On May 16, 2024, the CNIL launched a public consultation on all of its health data standards. Interested stakeholders are encouraged to participate by completing a questionnaire (available in French here) by July 12, 2024.
French law has specific requirements for the processing of health data. In particular, it generally requires that the processing either comply with one of the French Supervisory Authority’s (“CNIL”) standards (such as the méthodologies de référence or “MRs” – hereafter Health Data Standards”) or be specifically authorized by the CNIL.
Since 2018, the CNIL has issued multiple Health Data Standards to cover a variety of processing activities, such as medical research and pharmacovigilance. However, as technologies deployed in the health sector rapidly evolve, some of these standards have become outdated and fail to adequately meet industry practices and needs. For instance, conducting a decentralized clinical trial is typically challenging under the current Health Data Standards, meaning that sponsors are often forced to pursue the more burdensome and time consuming CNIL authorization.
The consultation questionnaire released by the CNIL is divided in five sections:
- the Health Data Standards covering research activities;
- the other Health Data Standards (e.g., on pharmacovigilance);
- adaptation required because of the increasing use of AI;
- specific documentation the CNIL could provide; and
- participation to upcoming working groups – the CNIL encourages participants to identify any topics they consider as high priorities, in particular as the CNIL is considering setting up some working groups on high priorities.
The CNIL also used this opportunity to summarize its recommendations and best practices relating to three aspects of decentralized clinical trials.
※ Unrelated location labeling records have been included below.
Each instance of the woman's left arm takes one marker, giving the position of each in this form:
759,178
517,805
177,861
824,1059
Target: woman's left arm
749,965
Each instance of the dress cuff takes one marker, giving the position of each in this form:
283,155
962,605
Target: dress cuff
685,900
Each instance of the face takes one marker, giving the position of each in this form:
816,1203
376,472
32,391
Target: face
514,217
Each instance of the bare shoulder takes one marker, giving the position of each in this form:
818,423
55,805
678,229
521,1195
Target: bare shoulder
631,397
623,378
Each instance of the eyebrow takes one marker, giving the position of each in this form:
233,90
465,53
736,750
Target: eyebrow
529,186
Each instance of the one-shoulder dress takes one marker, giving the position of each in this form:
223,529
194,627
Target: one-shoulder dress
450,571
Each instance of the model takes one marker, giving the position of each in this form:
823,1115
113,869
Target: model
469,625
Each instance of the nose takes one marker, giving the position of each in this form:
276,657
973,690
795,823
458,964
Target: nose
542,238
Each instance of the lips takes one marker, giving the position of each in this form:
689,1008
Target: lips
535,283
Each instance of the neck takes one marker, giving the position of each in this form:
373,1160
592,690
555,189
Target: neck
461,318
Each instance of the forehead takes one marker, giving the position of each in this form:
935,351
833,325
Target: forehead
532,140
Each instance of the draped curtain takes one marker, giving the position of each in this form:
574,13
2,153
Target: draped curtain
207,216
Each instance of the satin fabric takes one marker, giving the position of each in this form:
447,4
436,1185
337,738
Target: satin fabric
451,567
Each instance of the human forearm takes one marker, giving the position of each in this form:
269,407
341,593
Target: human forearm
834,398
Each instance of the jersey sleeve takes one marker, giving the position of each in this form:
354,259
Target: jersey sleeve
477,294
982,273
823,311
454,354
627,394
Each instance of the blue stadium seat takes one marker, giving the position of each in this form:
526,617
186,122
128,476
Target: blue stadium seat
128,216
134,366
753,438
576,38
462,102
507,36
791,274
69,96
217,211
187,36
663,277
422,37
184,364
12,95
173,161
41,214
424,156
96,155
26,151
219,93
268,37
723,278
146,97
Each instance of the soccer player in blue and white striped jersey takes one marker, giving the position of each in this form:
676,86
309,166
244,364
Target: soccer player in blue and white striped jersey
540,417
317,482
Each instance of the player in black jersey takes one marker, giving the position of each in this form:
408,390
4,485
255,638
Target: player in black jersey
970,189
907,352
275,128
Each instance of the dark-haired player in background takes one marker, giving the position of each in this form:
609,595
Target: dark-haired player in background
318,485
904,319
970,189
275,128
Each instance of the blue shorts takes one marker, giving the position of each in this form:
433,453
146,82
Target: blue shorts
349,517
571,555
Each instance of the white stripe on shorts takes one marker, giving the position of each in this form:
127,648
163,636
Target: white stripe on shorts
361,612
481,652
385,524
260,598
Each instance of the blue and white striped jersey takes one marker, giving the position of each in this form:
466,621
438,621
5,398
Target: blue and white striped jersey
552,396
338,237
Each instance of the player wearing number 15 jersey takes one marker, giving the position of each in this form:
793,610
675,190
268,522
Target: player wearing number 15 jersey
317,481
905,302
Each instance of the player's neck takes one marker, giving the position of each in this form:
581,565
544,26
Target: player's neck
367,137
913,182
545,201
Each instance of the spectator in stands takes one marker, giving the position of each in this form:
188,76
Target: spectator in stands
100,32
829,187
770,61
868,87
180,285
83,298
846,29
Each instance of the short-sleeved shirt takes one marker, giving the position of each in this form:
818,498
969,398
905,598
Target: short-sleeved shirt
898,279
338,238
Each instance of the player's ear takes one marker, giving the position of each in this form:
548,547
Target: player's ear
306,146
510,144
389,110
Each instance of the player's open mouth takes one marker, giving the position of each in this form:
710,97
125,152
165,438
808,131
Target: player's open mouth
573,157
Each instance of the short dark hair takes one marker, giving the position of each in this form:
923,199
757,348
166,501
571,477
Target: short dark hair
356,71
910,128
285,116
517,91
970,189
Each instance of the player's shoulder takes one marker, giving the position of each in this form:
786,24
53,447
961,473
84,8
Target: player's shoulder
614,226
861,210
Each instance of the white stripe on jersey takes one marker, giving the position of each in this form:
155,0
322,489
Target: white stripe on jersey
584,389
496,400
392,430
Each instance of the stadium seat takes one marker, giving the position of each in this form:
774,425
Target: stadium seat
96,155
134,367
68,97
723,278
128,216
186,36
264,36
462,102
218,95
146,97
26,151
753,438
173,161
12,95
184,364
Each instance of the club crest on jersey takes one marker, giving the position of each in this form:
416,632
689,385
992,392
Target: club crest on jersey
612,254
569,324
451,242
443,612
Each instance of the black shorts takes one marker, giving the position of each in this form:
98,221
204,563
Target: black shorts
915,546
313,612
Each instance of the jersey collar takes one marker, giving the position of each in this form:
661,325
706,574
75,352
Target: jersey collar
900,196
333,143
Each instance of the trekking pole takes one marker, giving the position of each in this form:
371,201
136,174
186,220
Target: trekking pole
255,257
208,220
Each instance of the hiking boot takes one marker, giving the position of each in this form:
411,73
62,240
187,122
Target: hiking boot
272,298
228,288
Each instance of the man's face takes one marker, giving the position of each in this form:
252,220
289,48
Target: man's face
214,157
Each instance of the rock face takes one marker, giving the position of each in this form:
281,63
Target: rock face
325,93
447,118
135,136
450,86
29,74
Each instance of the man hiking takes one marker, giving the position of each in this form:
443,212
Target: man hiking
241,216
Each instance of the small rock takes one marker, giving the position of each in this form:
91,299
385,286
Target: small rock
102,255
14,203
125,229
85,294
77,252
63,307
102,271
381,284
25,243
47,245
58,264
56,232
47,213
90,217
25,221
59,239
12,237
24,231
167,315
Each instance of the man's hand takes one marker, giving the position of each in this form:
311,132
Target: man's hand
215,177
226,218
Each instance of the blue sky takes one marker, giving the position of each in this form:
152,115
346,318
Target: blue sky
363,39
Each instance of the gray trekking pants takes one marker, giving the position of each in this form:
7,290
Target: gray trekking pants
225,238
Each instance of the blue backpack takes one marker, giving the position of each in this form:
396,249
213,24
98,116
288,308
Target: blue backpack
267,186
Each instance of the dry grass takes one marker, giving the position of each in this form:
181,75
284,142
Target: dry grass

These guidelines cover:
- Electronic information notices (see here) – The CNIL highlights the importance of ensuring that the confidentiality of the data is sufficiently protected and identifies some security measures to that end. For instance, where the notice contains direct or indirect health information about the individual, the CNIL considers that it may only be sent to a regular email address (as opposed to via a secure platform) provided that (i) the subject and text of the email do not include any sensitive data, (ii) the notice itself is shared as an encrypted attachment or via a password-protected link and (iii) the relevant encryption key or password is shared separately and via different means (e.g., by post);
- Following-up and monitoring patients at home (see here) – The CNIL reminds sponsors how they can make such arrangements while still complying with the Health Data Standards (in particular where the sponsor relies on a third party);
- Remote quality control (see here) – Sponsors who wish to engage in remote quality control currently cannot do so while relying on a Health Data Standard and need to obtain a specific authorization from the CNIL. However, the CNIL has compiled a list of best practices that, if complied with, would facilitate the authorization process. Such best practices include transparency requirements, the consultation of the data protection officer, precautions concerning remote consultation and the professional secrecy of clinical research associates, and a list of security measures (including a requirement that the data be stored in the EU or an EU-adequate country).
These guidelines are only temporary, as the CNIL intends to better address these issues in the updated version of its Health Data Standards. The consultation questionnaire thus also enables participants to comment on these guidelines. In terms of timeline, the CNIL will analyze responses to this public consultation during Summer and Fall 2024. Some updated Health Data Standards are expected in the course of 2025, starting with the ones identified as high priorities during the consultation.